May 7, 2026 /

ai agents project-management systems

The AI Project Manager That Actually Saved Money

What I learned after rebuilding my PM agent into a multi-agent factory instead of another chat prompt.

An assembly line where work enters one end, splits into parallel stations sized to different workers, passes a single inspection gate, and ships out the far end.

I updated Pete again.

Pete is my technical PM agent. Not a mascot. Not a cute name for a prompt. Pete is the system I reach for when a software project is too big to hold in one clean pass.

Think of him as the floor manager of a factory.

The old version worked. It broke a project into small jobs, kept each worker on its own bench, and handed out clear assignments.

But after a few real builds, the leak became obvious.

Not one giant failure. Small waste everywhere.

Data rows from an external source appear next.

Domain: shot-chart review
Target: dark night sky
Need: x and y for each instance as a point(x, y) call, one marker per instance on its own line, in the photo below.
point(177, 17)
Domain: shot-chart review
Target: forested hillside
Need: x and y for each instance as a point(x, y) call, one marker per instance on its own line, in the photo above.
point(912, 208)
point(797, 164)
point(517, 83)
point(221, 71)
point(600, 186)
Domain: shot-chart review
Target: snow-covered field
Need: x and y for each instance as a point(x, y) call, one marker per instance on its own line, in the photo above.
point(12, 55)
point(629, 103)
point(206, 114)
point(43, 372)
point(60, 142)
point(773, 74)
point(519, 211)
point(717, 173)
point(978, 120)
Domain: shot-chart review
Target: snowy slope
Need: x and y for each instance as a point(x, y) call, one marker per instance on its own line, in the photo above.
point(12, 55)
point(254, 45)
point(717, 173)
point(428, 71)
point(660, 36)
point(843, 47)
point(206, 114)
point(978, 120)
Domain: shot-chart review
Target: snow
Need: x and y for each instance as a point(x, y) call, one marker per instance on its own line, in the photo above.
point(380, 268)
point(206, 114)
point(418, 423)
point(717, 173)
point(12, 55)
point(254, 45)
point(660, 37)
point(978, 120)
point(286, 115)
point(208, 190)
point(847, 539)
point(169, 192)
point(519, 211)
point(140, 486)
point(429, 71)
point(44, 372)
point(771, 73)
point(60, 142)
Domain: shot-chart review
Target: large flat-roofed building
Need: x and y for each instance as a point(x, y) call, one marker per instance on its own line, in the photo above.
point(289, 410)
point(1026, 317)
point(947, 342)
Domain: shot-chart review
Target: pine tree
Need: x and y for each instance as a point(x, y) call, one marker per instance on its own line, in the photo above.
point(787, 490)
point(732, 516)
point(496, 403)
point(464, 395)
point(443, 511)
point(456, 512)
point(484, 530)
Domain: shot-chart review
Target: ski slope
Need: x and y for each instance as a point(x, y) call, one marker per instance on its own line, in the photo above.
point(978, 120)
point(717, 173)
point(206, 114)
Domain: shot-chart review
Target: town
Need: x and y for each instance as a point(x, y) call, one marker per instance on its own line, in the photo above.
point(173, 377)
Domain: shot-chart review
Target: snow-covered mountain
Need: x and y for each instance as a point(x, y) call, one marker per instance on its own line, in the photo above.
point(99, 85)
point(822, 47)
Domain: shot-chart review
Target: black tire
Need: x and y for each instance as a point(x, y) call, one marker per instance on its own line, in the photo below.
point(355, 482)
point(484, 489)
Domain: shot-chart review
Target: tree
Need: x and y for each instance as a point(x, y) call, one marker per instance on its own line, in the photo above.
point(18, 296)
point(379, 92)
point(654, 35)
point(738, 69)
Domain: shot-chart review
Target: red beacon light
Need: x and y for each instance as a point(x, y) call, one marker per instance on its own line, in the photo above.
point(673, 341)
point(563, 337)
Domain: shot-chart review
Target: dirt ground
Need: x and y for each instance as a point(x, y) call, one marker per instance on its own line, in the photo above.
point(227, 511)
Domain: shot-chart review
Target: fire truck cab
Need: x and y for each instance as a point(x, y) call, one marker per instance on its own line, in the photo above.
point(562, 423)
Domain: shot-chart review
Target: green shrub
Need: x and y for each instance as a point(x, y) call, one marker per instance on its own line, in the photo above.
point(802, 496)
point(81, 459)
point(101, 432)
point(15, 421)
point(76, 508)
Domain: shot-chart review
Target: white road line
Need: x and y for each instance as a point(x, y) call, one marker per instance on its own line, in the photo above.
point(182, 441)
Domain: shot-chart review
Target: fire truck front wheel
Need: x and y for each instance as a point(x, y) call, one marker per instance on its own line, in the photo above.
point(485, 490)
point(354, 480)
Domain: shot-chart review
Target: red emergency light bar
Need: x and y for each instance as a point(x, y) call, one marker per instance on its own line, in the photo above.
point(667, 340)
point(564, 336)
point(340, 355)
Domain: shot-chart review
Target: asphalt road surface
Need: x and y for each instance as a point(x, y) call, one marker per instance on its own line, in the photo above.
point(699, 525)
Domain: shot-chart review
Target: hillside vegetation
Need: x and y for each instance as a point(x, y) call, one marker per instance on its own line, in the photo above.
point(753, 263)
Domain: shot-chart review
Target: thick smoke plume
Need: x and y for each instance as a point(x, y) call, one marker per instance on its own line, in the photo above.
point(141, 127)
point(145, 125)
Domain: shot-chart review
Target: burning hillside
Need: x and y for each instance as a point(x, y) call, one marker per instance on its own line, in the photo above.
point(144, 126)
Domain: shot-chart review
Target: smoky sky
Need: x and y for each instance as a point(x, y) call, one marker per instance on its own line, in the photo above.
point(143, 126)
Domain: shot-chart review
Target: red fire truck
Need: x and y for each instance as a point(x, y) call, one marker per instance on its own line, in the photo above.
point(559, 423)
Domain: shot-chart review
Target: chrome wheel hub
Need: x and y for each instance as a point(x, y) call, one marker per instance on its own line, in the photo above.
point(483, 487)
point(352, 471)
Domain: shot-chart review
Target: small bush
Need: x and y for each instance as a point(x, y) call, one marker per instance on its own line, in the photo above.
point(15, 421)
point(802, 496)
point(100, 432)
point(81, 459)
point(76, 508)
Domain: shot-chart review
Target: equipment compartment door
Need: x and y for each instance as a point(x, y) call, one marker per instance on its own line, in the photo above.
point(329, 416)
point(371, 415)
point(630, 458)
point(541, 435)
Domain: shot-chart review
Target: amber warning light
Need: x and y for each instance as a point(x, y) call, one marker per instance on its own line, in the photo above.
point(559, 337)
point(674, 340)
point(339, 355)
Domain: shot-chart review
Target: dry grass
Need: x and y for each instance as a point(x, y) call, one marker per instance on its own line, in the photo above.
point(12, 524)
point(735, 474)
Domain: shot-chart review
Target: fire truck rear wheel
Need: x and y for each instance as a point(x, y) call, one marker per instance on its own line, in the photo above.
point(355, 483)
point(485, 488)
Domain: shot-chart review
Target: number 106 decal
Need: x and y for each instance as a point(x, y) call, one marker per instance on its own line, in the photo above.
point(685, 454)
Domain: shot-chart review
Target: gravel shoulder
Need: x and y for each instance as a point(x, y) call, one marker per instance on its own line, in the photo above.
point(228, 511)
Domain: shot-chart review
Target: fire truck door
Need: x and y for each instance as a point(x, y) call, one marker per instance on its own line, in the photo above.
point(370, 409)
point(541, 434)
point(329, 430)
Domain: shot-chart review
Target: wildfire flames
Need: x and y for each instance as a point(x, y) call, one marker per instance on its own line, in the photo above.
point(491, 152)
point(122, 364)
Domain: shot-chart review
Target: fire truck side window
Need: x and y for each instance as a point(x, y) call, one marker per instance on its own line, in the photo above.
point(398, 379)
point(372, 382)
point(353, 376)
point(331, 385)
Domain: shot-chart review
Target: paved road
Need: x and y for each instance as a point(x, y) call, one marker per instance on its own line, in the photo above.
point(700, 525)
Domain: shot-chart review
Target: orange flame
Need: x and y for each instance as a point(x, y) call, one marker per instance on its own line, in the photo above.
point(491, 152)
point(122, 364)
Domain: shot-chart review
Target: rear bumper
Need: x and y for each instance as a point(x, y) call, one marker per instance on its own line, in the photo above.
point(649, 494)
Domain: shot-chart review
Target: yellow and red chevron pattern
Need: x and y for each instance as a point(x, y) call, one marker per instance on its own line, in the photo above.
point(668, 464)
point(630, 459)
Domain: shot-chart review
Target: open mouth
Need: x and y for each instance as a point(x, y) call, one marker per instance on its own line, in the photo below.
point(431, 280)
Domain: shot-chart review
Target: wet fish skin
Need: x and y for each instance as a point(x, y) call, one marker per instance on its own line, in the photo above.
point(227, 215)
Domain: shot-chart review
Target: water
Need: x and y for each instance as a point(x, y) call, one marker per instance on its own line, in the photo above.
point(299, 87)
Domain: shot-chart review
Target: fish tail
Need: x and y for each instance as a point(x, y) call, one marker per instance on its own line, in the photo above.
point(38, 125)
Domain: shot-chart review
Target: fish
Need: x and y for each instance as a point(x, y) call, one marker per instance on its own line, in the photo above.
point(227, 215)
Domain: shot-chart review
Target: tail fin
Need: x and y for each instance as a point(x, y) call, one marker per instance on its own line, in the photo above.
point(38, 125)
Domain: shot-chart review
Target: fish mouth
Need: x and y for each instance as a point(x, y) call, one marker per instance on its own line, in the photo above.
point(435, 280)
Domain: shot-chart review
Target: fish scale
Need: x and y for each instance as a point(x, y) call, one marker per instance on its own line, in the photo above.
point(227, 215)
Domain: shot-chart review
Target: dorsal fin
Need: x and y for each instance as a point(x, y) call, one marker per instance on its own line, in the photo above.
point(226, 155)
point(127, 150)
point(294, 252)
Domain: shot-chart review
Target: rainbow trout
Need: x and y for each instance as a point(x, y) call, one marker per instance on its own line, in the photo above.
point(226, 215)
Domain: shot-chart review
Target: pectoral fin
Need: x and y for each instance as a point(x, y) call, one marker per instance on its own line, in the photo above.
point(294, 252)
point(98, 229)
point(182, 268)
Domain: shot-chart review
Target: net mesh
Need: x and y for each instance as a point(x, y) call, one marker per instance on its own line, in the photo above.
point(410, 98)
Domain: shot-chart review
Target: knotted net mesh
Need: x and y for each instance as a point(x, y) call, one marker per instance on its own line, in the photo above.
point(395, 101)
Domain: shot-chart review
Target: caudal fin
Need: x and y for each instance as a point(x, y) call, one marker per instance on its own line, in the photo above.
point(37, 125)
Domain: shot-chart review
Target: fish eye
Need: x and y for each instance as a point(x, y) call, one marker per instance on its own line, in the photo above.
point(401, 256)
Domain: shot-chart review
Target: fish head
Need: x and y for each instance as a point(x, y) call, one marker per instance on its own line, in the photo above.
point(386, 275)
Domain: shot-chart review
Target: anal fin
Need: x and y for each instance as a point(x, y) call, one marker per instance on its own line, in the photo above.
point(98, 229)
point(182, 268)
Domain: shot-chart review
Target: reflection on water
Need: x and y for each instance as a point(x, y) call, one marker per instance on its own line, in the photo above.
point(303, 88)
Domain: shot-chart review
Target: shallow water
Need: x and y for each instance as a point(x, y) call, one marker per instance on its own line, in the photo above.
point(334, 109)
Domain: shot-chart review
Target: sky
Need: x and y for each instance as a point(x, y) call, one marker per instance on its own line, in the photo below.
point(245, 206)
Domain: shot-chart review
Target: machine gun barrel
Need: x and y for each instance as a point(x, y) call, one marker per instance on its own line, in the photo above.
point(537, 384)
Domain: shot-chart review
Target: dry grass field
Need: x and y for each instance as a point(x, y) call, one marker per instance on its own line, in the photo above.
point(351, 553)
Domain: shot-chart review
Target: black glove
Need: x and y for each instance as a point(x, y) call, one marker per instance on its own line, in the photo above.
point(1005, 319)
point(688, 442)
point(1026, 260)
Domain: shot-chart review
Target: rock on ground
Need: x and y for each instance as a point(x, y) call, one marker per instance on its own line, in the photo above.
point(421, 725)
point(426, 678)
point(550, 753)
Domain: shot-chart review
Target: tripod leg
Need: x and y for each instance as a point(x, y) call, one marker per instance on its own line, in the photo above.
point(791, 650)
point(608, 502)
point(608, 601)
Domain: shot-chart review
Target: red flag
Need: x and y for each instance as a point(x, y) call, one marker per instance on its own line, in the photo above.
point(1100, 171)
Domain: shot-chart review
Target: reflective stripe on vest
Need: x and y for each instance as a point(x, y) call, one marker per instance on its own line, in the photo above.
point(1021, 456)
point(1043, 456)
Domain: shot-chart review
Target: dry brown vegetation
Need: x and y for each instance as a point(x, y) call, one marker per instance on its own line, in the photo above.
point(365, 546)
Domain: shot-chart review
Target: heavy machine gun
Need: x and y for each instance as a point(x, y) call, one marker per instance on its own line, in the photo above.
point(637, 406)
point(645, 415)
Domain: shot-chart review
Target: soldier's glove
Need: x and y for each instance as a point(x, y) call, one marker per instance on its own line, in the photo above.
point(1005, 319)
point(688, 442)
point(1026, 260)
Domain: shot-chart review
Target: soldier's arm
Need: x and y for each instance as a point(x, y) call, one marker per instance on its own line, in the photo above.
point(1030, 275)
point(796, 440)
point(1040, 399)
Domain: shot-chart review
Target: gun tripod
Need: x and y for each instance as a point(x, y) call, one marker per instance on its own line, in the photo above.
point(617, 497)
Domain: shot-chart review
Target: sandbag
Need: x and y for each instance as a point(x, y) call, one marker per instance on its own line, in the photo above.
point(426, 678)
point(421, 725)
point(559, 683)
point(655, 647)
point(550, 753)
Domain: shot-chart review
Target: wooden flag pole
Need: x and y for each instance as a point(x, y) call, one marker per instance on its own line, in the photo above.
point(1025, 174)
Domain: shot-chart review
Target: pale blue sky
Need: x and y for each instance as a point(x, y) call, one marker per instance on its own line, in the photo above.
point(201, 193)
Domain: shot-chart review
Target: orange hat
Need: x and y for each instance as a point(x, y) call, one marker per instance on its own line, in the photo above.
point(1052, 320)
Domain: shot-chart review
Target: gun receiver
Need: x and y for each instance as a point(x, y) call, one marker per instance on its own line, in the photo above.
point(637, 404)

Subagents, the helper AIs Pete hands a single job to, were returning 300 words of self-congratulation wrapped around a 50-word result. Status files were getting rewritten over and over. Verification commands, the checks that confirm code actually runs, were dumping hundreds of lines back into the conversation. The expensive model was doing work a cheap model could do. The project record lived in chat until someone remembered to save it.

Each leak felt small.

Together, they were the difference between a clean build and a compaction spiral, the failure where the AI’s working memory fills up and it starts throwing away context to keep going.

What Pete v2 Is Now

Pete v2 is a multi-agent factory.

It turns a technical build into a set of small numbered jobs, gives each job a worker sized to the task, locks the files each worker is allowed to touch, sends the safe jobs down the line in parallel, inspects the output before it ships, and files the durable record on disk.

The line itself has three parts:

Piece	Job	Why It Matters
`pete-pm-tech-v2`	The floor manager: plan, scope, schedule, inspect	Keeps the build from drifting
`subagent-brief-v2`	The work order handed to each station	Sends a worker only what it needs
`subagent-shorthand-v2`	The return slip every worker fills out	Forces short, readable status

That sounds procedural. It is.

That’s the point.

The magic isn’t that an AI writes code. The magic is that the work gets routed to the right bench, at the right cost, behind the right guardrails.

A factory pipeline: a single block of work enters on the left, splits into three parallel stations of different sizes, each station's output converges on one inspection gate in the middle, and finished work ships out the right. — The factory: one build, split into right-sized stations, through one inspection gate, out the door.

The Money Was In The Routing

The biggest savings didn’t come from shorter status slips.

The biggest savings came from not putting the most expensive worker on every job.

The AI models come in tiers: Haiku is the cheap fast worker, Sonnet is the mid-priced one with better judgment, Opus is the expensive specialist. During the first local_wispr build, a small Mac utility, Pete split the project into 13 jobs and sent 12 of them down the line across five waves. Most of the work ran on the cheap benches: Haiku for the mechanical jobs, Sonnet for the code that needed judgment, Opus held back for strategy and the hard calls.

The estimate from that build:

Approach	Estimated Direct Cost	Hidden Cost
Do everything on the expensive bench	`$5-8`	The main workspace fills with file contents and forces a memory dump
Pete v2 multi-agent dispatch	`$2.50-4`	Some coordination overhead, but the workspace stays clean

On that one small utility, the direct bill was roughly cut in half.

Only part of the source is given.